Simpson has become somewhat of a celebrity in the cryptocurrency world. She quit a global marketing job at Facebook and joined BitGo in her early 20s. Then she started her own venture capital firm at the age of 24 to invest in blockchain and crypto companies. Friends and mentors advised him not to.

“It was an unpopular decision,” Simpson told CNBC in an interview. “But the opportunity cost of not entering this industry was just too high.”

Simpson said she was “blown away” after reading Bitcoin’s white paper and thought it was “the most important innovation” of her life. She continued her research on cryptocurrencies and tried to convince Facebook to launch a crypto project before its foray into space with Libra, now called Diem. It was “four to five years too early,” she said.

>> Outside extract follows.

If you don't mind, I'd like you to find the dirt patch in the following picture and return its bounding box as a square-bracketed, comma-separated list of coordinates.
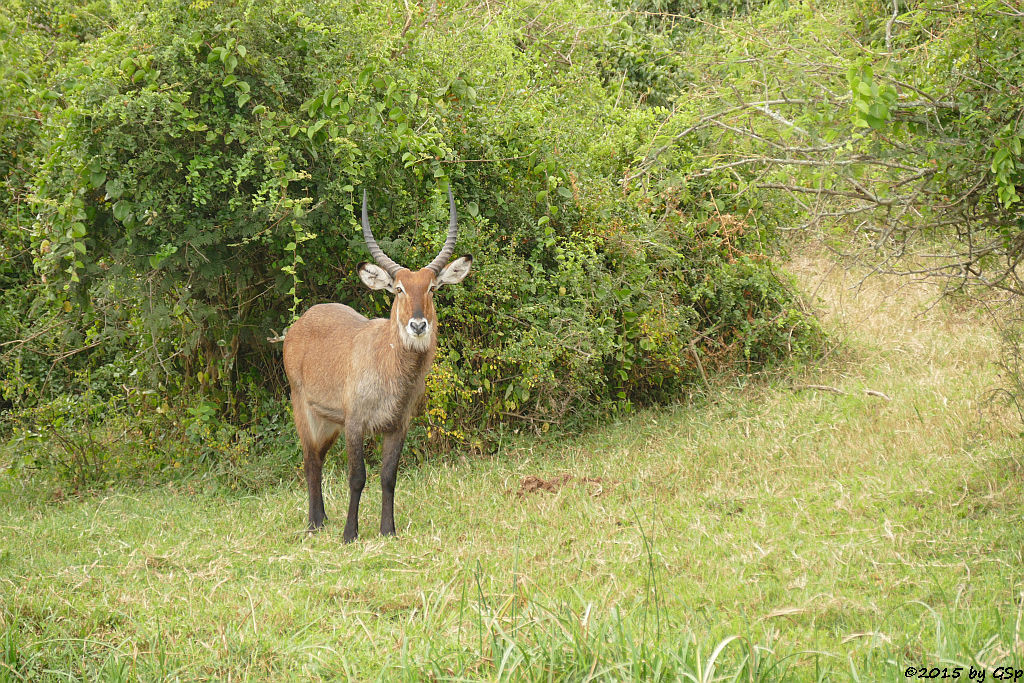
[516, 473, 605, 498]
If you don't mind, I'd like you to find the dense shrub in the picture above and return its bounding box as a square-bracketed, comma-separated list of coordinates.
[0, 0, 815, 484]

Simpson invested early in a bear market. Bitcoin’s value fell 80% in early 2018 and most smaller cryptocurrencies followed suit. His second firm, Autonomous Partners, supported companies such as Celo during these years, overlapping some of Andreessen’s early crypto coins.

Navigate bearish markets

Andreessen Horowitz entered the crypto space thanks to his 2013 investment in Coinbase. He started raising dedicated crypto funds three years ago, during the bear market now known as the “crypto winter”. The company, founded by Marc Andreessen and Ben Horowitz, announced its third such fund in June. The last fund of $ 2.2 billion is more than seven times the size of the first.

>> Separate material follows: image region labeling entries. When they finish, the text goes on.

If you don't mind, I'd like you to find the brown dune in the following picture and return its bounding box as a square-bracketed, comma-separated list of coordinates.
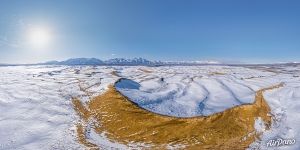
[73, 84, 282, 149]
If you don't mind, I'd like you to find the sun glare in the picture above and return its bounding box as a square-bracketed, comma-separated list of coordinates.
[28, 27, 51, 48]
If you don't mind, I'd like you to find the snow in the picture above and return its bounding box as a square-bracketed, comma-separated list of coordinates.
[116, 66, 278, 117]
[0, 65, 300, 150]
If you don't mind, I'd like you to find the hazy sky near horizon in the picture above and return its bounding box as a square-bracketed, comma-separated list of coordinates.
[0, 0, 300, 63]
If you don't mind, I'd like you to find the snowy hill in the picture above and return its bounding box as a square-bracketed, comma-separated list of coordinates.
[105, 58, 154, 65]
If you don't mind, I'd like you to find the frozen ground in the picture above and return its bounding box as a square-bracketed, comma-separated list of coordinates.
[0, 66, 300, 149]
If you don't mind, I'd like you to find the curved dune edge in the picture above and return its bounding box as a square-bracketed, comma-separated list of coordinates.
[73, 84, 283, 149]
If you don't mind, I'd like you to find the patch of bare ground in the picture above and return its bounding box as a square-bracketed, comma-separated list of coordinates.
[139, 68, 153, 73]
[73, 84, 282, 149]
[209, 72, 226, 76]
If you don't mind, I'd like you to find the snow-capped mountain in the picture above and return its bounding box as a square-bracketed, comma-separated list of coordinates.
[38, 58, 222, 66]
[105, 58, 154, 65]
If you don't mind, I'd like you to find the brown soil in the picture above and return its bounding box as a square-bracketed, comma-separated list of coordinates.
[73, 84, 282, 149]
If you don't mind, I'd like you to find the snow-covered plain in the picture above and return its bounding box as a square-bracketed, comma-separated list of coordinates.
[0, 66, 300, 149]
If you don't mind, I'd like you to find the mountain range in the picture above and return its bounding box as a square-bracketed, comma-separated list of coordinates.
[39, 58, 222, 66]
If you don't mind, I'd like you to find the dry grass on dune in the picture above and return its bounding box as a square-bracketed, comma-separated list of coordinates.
[73, 84, 282, 149]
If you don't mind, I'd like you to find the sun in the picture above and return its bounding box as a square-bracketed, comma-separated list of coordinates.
[28, 27, 51, 49]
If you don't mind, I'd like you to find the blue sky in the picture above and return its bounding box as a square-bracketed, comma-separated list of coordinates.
[0, 0, 300, 63]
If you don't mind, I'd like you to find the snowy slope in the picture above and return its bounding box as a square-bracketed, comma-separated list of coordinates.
[0, 66, 300, 149]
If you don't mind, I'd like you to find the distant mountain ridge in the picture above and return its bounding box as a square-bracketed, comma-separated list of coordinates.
[39, 58, 222, 66]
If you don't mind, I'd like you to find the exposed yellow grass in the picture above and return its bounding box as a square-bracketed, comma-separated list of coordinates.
[73, 84, 282, 149]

Simpson joins partners Ali Yahya, as well as Katie Haun Chris Dixon, who are leading the company’s crypto efforts and have met on Coinbase’s board of directors. Haun, a former Justice Department prosecutor, investigated the now defunct Mt.Gox cryptocurrency exchange and the Internet Silk Road black market. Haun and Dixon have compared the potential of blockchain to that of the internet and remain “radically optimistic.”

Simpson first connected with Haun via a direct message on Twitter.

“From the first moment I met Arianna several years ago, I knew she was a force to be reckoned with,” Haun said. “His motivation for cryptography and for connecting people and ideas was immediately clear over a coffee that turned into hours of conversation.”

The company has stakes in companies fueling the recent NFT boom, such as OpeanSea and Dapper Labs. Simpson stressed the company’s emphasis on “decentralized finance.” Known as “challenge,” the term is used to describe traditional financial applications built on the same technology that underlies bitcoin. She also highlighted investments in less obvious crypto-related categories such as games.

As categories like NFTs and Challenges have taken off this year, the price of bitcoin has fallen by half from its all-time high of over $ 60,000 in April. Simpson said prices may be a “lagging indicator – not a leading indicator” for private investment.

“You really have to separate the short-term prices from what is fundamentally being built – we kind of ignore the headlines and just focus on the tech,” she said. “Bear markets are often where the real work happens.”